Еще была реприза с гирей. После очередного силового номера клоуны с трудом выволакивали на манеж большую гирю. Никулин снимал с себя пиджак и рубашку и оставался в жилетке и брюках, закатанных до колен. Он жестом предлагал партнеру поднять гирю. Шуйдин с огромным напряжением выжимал ее один раз, затем другой. Никулин важно раскланивался — мол, смотрите, какие чудеса творим. Шуйдину это не нравилось, и он предлагал Никулину самому поднять гирю. Тому гиря явно была не по силам. С гирей его «бросало» из стороны в сторону, казалось, он вот-вот упадет. Наконец вес взят!.. И вдруг совершенно неожиданно Никулин изо всех сил ударял своего партнера этой громадной гирей по голове. Зал изумленно ахал — оказывается, гиря-то бутафорская!

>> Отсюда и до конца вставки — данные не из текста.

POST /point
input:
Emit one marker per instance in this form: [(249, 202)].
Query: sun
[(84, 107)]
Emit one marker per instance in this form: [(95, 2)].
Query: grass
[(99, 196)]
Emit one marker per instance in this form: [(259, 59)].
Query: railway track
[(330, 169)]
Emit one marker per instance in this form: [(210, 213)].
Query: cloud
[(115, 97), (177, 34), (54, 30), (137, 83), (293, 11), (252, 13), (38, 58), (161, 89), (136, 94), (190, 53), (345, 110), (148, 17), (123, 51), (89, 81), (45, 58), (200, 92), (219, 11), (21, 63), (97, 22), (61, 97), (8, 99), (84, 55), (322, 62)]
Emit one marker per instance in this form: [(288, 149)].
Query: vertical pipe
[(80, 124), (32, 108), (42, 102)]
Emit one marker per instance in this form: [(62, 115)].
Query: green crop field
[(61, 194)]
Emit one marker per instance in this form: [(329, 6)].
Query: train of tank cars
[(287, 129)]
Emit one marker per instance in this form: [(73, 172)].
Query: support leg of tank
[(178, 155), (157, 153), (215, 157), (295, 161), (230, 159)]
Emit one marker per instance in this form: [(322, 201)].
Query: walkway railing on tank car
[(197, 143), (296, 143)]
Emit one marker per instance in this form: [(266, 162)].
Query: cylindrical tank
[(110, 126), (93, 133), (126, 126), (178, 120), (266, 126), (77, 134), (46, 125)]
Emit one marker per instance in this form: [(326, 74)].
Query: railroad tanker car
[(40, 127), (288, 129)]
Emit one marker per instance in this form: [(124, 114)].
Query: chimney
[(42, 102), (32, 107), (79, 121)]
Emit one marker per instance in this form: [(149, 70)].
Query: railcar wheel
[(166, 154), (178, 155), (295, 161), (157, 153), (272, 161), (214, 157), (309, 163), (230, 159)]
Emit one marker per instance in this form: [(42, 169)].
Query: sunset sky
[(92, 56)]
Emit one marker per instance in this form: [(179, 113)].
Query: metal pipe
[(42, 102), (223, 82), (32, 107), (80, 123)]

Репризу «Водка» многие считали лучшим номером Никулина и Шуйдина. Сценка пантомимическая, слов в ней нет, в ней просто очень много смешных поворотов и трюков, поддерживающих историю, когда клоуны, изображающие двух пьянчуг, никак не могут выпить. А в репризе «Стрельба из лука» Шуйдин на весь зал громко заявляет, что и в темноте попадет в центр мишени. Гаснет свет, а когда он снова вспыхивает, стрела действительно торчит из самого «яблочка» мишени. Никулин без энтузиазма, хотя и покорно, помогает своему энергичному товарищу, но сам он ведет себя, как очень усталый человек — молчит, вяло бродит по манежу. В результате, когда в очередной раз после выстрела Шуйдина зажигается свет, все видят, как Никулин втыкает стрелу в мишень. Из-за своей медлительности он не успел это сделать вовремя. Такое ротозейство, разоблачающее трюк, должно быть наказано. Шуйдин заявляет, что теперь он будет стрелять в яблоко, которое положит на голову Никулину. «Я вам покажу, что метко стреляю!»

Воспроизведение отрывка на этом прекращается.